1) The Undercover Economist Strikes Back – How to Run – or Ruin – an Economy – -Tim Harford (Little, Brown Rs 599)
Tim Harford is my favourite writer when it comes to the non fiction category. His entire focus in anything that he writes is to ensure that the reader understands what he is trying to say. Not many writers make that kind of effort. And that possibly explains why Harford’s books like 
The Undercover EconomistThe Logic of Life and Adapt, have been bestsellers.
In his new book, Harford tries to explain macroeconomics and the financial crisis that is currently on to the lay reader, in very simple English. In fact, Henry Hazzlit’s 
Economics in One Lesson (first published in 1946) remains my favourite book, when it comes to books which explain the dismal science in a language that everybody can understand. Harford’s The Undercover Economist Strikes Back now comes a close second.

2) Calcutta – Two Years in the City – Amit Chaudhuri (Hamish Hamilton, Rs 599)
My favourite Bengali author is Mani Shankar Mukherjee. His translations in English, appear under the name of Sankar. I discovered Sankar’s writing a few years back when someone recommended his book Chowringhee to me. Since then I have read a few other translations that have appeared in English. But I have read close to seven or eight translations of Sankar in Hindi. In fact, whenever I discover a bookstore which has Hindi books, the first thing I tend to ask them is do you have any books of Sankar? Nobody writes about life and its frailties like Sankar does.
Amit Chaudhuri, I feel comes a close second to Sankar, when it comes to writing books set in Calcutta. I have tremendously enjoyed reading his novels over the years. His new book Calcutta -Two Years in a City is about the Calcutta that was, the Kolkata that is and the Kolkata that will be. Given the fact that Chaudhuri hasn’t lived in Calcutta all the time (he spent a large part of his childhood in what was Bombay and since then has lived a lot in Great Britain) and neither has he left it completely, only to come back during Durgo Pujo, the book doesn’t get overtly nostalgic (like a lot of Bengali authors tend to) about the city. So, for example you will find very little of Satyajit Ray and Mother Teresa in the book. But you will find a lot about Bihari labourers who come to the city hoping to make it in life.
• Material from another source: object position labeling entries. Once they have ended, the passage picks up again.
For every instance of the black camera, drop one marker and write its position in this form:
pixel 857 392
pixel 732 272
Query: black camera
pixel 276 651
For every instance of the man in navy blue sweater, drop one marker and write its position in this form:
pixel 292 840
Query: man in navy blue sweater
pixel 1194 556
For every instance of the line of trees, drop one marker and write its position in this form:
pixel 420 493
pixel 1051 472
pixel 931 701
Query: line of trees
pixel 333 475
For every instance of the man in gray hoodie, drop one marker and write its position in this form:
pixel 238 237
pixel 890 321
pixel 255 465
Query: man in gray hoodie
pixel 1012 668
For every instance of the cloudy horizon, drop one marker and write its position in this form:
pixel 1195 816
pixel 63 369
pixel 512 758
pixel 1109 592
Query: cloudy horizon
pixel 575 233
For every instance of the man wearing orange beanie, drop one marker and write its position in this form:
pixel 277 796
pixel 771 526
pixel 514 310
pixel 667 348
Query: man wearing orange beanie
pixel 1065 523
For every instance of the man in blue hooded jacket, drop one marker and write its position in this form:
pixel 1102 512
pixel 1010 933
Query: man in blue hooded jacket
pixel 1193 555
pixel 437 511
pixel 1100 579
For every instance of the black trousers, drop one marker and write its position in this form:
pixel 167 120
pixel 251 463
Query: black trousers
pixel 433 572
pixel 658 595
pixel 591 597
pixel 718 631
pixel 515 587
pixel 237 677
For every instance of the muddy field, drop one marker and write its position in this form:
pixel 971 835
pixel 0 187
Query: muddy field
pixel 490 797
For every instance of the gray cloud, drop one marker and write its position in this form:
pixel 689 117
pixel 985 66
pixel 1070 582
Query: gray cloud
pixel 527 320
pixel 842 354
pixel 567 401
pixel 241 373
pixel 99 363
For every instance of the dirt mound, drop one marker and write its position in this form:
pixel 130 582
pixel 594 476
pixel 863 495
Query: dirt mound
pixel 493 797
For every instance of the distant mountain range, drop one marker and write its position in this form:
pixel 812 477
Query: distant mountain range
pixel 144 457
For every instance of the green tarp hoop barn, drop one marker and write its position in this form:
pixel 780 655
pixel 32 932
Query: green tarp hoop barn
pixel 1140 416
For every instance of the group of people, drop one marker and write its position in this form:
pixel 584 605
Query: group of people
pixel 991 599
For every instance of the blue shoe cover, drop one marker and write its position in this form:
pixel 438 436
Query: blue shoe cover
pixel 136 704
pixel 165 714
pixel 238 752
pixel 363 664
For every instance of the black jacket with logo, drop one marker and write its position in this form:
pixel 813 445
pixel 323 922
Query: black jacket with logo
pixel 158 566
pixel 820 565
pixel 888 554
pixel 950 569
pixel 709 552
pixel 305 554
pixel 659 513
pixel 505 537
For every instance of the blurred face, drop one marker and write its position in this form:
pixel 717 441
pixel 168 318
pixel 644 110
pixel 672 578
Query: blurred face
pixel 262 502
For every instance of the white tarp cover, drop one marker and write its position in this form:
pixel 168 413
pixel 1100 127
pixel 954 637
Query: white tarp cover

Chaudhuri also chronicles the change in Kolkata quite well. Older British buildings being demolished to make way for newer apartments. Oxford Book Store, the city’s most famous book store, now storing fewer books and more of CDs and stationery. The famous city eatery Flurry’s also makes an appearance.
If there was a book that I would want to read on a relaxed rainy afternoon (or a chilly foggy morning) with a cup of tea and a couple of samosas by my side, this would be it. (Another book that I would like to mention here is Amitava Kumar’s A Matter of Rats – A Short Biography of Patna. Having grown up in erstwhile Bihar I loved reading the book. My only complain with the book is that it ended just as I was starting to enjoy it) 

3) Who Owns the Future? – Jaron Lanier (Allen Lane – Rs 850)
This is a fascinating book which raises many questions about the digital revolution that is currently on. One of the major questions that Lanier asks is what makes a few websites like Facebook, Instagram, Google, Twitter etc, so valuable? As he writes “its value comes from the millions of users who contribute to their network without being paid for it. Networks need a great number of people to participate in them to generate significant value. But when they do, only a small number of people get paid. That has the net effect of centralising wealth and limiting overall economic growth.”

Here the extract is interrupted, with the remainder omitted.